Operado pela Anglo American, o maior mineroduto do Brasil liga Minas Gerais ao Rio de Janeiro, mas sua história é marcada por custos bilionários, acidentes e conflitos socioambientais.
De acordo com um relatório de análise técnica sobre a infraestrutura industrial do país, o título de maior mineroduto do Brasil pertence ao Sistema Minas-Rio. Operado pela multinacional Anglo American, este complexo sistema “da mina ao porto” é uma das obras de engenharia mais ambiciosas do país, mas também uma das mais controversas. Sua espinha dorsal é um duto subterrâneo de 529 quilômetros que transporta polpa de minério de ferro, atravessando 33 municípios.
A trajetória do projeto, desde sua concepção até a operação, é marcada por uma dualidade. Por um lado, é um feito de engenharia que representa um corredor de exportação vital e um motor econômico para a região. Por outro, seu legado é indissociável de uma dramática escalada de custos, graves incidentes ambientais e profundos conflitos sociais com as comunidades em seu trajeto.
A engenharia de um gigante: como funciona o mineroduto de 529 km?

O maior mineroduto do Brasil foi projetado pela empresa de engenharia Ausenco para ser uma solução logística de alta eficiência. A estrutura é uma tubulação subterrânea de aço carbono, com diâmetros que variam entre 24 e 26 polegadas, e que se estende desde a mina da Anglo American, em Conceição do Mato Dentro (MG), até o terminal portuário da empresa no Porto do Açu, em São João da Barra (RJ).

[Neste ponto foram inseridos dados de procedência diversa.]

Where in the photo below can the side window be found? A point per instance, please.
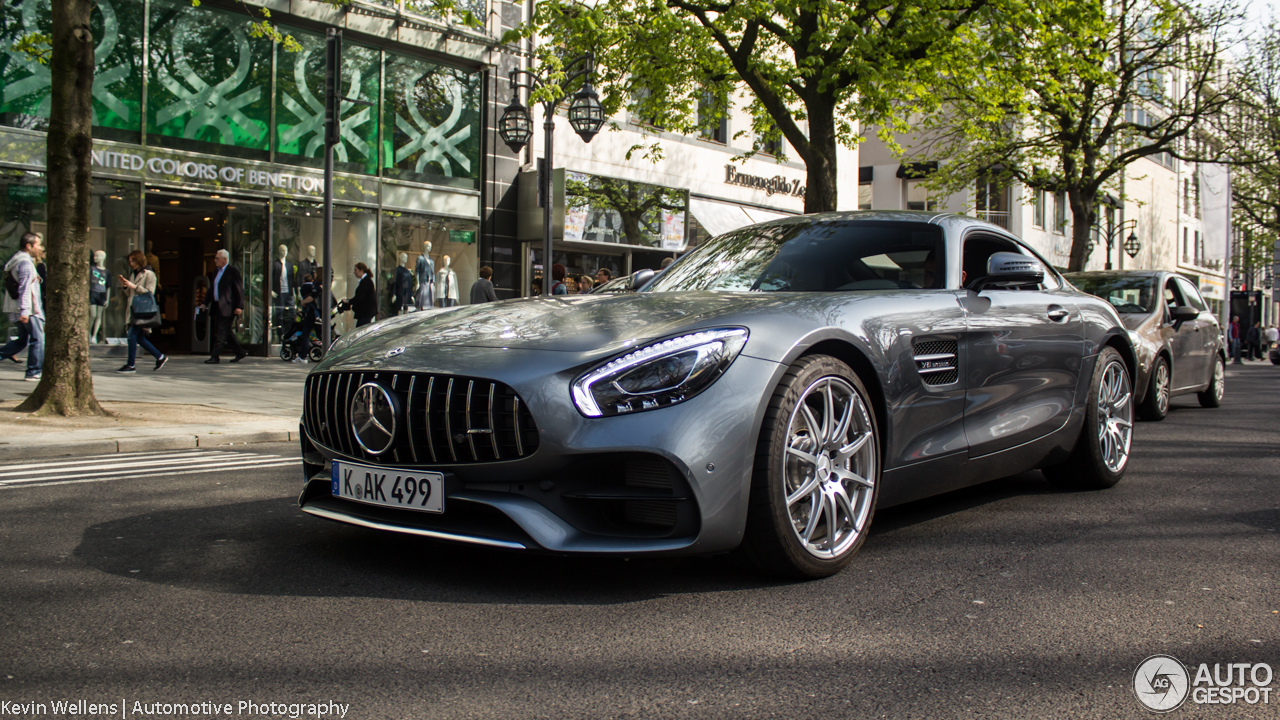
(1192, 295)
(1173, 296)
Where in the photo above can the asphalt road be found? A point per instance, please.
(1008, 600)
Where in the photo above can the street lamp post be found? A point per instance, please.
(1130, 245)
(585, 114)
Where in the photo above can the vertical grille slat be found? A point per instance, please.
(448, 427)
(493, 425)
(471, 386)
(426, 417)
(408, 419)
(430, 442)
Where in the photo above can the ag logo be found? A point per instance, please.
(1161, 683)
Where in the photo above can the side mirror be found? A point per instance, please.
(639, 279)
(1010, 268)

O sistema não funciona por gravidade. O minério, misturado com água para formar uma polpa (slurry), é impulsionado por duas grandes estações de bombeamento localizadas em Minas Gerais. A viagem completa da polpa de minério pelos 529 km do duto leva cerca de 92 horas. Com uma capacidade nominal de transporte de 26,5 milhões de toneladas por ano, o mineroduto substitui a necessidade de milhares de viagens de caminhão, sendo considerado, do ponto de vista de emissões, um modal mais limpo que as alternativas rodoviária e ferroviária.
De Eike Batista à Anglo American
O projeto foi idealizado em 2004 pela MMX, empresa do Grupo EBX, do empresário brasileiro Eike Batista. A estimativa de custo inicial era de aproximadamente US$ 2 bilhões, com previsão de início das operações para 2009.

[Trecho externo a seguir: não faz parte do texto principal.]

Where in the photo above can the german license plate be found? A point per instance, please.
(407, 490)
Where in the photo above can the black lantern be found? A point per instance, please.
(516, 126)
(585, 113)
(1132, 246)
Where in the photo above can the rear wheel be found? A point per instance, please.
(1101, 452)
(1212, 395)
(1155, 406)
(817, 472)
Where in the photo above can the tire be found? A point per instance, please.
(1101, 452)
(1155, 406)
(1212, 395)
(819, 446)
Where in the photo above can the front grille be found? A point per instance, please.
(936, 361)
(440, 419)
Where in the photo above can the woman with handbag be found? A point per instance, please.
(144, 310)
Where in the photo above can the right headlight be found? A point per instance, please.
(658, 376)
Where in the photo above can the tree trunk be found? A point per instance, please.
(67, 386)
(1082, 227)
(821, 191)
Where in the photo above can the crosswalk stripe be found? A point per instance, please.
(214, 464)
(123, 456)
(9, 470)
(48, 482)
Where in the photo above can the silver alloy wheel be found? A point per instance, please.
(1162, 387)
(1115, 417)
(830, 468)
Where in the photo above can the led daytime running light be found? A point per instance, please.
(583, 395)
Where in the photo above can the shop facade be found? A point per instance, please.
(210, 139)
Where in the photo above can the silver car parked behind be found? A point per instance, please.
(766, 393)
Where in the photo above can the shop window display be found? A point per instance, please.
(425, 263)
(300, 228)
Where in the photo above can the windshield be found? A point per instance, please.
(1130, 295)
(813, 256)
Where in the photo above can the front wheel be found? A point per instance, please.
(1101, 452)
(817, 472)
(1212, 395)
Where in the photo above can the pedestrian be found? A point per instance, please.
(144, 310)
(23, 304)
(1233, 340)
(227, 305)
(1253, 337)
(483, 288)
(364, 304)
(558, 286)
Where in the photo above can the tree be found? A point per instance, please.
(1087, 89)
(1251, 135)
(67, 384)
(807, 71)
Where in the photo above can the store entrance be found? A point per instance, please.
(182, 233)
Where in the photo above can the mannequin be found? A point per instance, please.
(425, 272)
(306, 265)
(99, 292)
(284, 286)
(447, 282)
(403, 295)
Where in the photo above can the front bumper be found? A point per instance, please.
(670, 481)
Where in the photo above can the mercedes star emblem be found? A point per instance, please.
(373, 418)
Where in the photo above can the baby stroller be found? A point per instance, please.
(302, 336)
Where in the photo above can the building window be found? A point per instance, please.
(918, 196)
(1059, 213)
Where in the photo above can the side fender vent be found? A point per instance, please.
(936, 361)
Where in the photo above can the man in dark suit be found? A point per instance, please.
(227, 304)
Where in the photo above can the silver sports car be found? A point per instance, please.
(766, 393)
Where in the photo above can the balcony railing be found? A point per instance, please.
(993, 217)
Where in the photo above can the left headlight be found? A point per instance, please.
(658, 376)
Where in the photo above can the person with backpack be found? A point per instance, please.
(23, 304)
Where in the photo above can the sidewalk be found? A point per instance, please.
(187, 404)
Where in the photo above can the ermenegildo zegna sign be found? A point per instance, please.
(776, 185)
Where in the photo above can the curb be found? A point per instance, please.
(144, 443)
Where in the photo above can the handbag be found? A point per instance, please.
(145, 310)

Em 2008, a Anglo American adquiriu o projeto, mas logo se deparou com a real complexidade da obra. A empresa herdou um labirinto de desafios, incluindo a dificuldade para obter a liberação de terras de mais de 1.500 proprietários e um complexo processo de licenciamento ambiental. A consequência foi uma explosão nos custos. Quando o primeiro embarque de minério finalmente ocorreu, no final de 2014, o investimento total, incluindo a aquisição, já ultrapassava os US$ 14 bilhões (cerca de R$ 30 bilhões na época), quase sete vezes o valor original.
A crise de 2018, as rupturas que paralisaram o sistema
Apesar da engenharia sofisticada, o risco da operação se materializou em março de 2018. Em um intervalo de apenas 17 dias, o maior mineroduto do Brasil sofreu duas rupturas na mesma área, no município de Santo Antônio do Grama (MG).
O primeiro vazamento, em 12 de março, despejou cerca de 300 toneladas de polpa de minério no Ribeirão Santo Antônio do Grama, interrompendo o abastecimento de água da cidade. O segundo, em 29 de março, foi ainda maior, com 647 toneladas derramadas.
Expansão e sustentabilidade

Após a crise de 2018, a Anglo American tem focado em mitigar os riscos e garantir a longevidade do projeto. A empresa iniciou um investimento de R$ 5 bilhões em uma nova planta de filtragem de rejeitos, que permitirá desidratar e empilhar a seco a maior parte do material, reduzindo a dependência da barragem e permitindo o reaproveitamento da água.
Em 2024, a companhia firmou uma parceria estratégica com a Vale, que transferiu a propriedade do depósito de minério de ferro de Serpentina, contíguo à área do Minas-Rio. O acordo, que deu à Vale 15% de participação no projeto, tem o potencial de mais que dobrar a vida útil da operação, consolidando o maior mineroduto do Brasil como um ativo de longa duração no cenário global.